第3話

H・R
27
2020/06/29 09:30 更新
乙川あいら先生
乙川あいら先生
はぁい、それでは初めてのHRを始めるわよぉ~。じゃっ、先生の自己紹介からぁ~。
そういうと乙川先生は、にこりと笑う。

そんな先生を無視して、早速男子たちが騒ぎ始める。
男子生徒たち
男子生徒たち
あー、もうクラス分け酷いよなー。
男子生徒たち
男子生徒たち
ったく、別のクラスが良かったぜ。
男子生徒たち
男子生徒たち
だってあの……
男子生徒たち
男子生徒たち
”幽霊”がいるもんな!
夜野(なまえ)
夜野あなた
(幽霊……?)
下品に笑う男子たちの言葉に、眉をひそめる。

幽霊とは、どういうことだろうか。

この世界には魔法はあれど、幽霊のようなものはいない。

それこそ科学と魔法に嘲笑われるほどの存在だ。
乙川あいら先生
乙川あいら先生
黙った方が身のためよぉ? ユウトさぁん、コウタさぁん、ヒロさぁん?
そう先生が笑顔のまま一言いうと、三人はびくりと身を固まらせた。
 
乙川あいら先生
乙川あいら先生
そうよぉ、それでいいの。

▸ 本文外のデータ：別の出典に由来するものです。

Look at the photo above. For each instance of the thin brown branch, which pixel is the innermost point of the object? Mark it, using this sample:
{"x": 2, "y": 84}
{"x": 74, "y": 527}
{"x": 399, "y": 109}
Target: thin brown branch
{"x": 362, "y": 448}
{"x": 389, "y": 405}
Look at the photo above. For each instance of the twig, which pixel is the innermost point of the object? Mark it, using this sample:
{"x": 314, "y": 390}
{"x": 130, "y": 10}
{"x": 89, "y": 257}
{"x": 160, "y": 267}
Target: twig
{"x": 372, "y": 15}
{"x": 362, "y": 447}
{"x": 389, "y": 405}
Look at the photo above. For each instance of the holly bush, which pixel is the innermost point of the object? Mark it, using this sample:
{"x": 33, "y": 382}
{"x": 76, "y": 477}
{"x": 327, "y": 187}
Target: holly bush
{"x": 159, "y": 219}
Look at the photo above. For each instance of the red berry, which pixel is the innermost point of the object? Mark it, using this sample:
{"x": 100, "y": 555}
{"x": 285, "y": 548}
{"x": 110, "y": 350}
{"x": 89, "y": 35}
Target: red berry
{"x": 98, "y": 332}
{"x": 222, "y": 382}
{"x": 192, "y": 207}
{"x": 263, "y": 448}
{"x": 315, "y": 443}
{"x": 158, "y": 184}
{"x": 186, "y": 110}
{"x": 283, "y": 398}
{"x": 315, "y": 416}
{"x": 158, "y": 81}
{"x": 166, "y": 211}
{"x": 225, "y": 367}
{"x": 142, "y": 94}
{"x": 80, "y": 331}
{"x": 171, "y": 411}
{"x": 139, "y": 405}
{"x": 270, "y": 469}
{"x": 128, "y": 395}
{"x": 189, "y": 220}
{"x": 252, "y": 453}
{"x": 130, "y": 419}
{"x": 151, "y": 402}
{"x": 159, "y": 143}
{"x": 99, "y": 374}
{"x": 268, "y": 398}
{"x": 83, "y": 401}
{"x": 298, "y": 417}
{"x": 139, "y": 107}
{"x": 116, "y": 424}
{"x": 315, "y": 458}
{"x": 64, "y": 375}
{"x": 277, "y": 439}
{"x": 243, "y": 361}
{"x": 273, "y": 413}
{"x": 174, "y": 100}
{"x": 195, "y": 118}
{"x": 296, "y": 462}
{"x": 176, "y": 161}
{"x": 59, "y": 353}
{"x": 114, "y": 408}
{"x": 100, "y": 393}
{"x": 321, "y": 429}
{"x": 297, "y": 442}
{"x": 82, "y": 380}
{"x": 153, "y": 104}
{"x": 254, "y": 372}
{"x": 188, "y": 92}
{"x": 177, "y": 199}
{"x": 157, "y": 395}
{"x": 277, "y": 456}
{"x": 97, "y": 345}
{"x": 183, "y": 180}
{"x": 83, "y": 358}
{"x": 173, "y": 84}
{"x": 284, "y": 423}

それじゃ改めて、自己紹介をするわね~?
乙川先生は満足そうに笑う。
 
でも、目が笑ってない。

私は寒気がして、体を震わせた。





☆★☆★☆★

休み時間。

男子生徒たち
男子生徒たち
やーいっ、幽霊-っ
そう言われた軽い声に、瀬川くんがびくりと反応したのが見えてヘッドフォンを外す。
夜野(なまえ)
夜野あなた
(そっか、あれ、悪口……。)
男子生徒たち
男子生徒たち
口もきけねぇのか幽霊はよぉっ!
瀬川ゆき
瀬川ゆき
……………ごめん。
瀬川君は、ただ謝る。

見てられなくなって、がたんと音を立てて立ち上がった。
夜野(なまえ)
夜野あなた
……瀬川君っ! ちょっといい!?
瀬川ゆき
瀬川ゆき
え、……
我ながらお粗末な演技だ。

でも私は、そのまま瀬川君の手を引いて教室の外へと飛び出た。

幸いにして、男子たちは追いかけてこない。

私はすぐに息を切らしてへたりこんだ。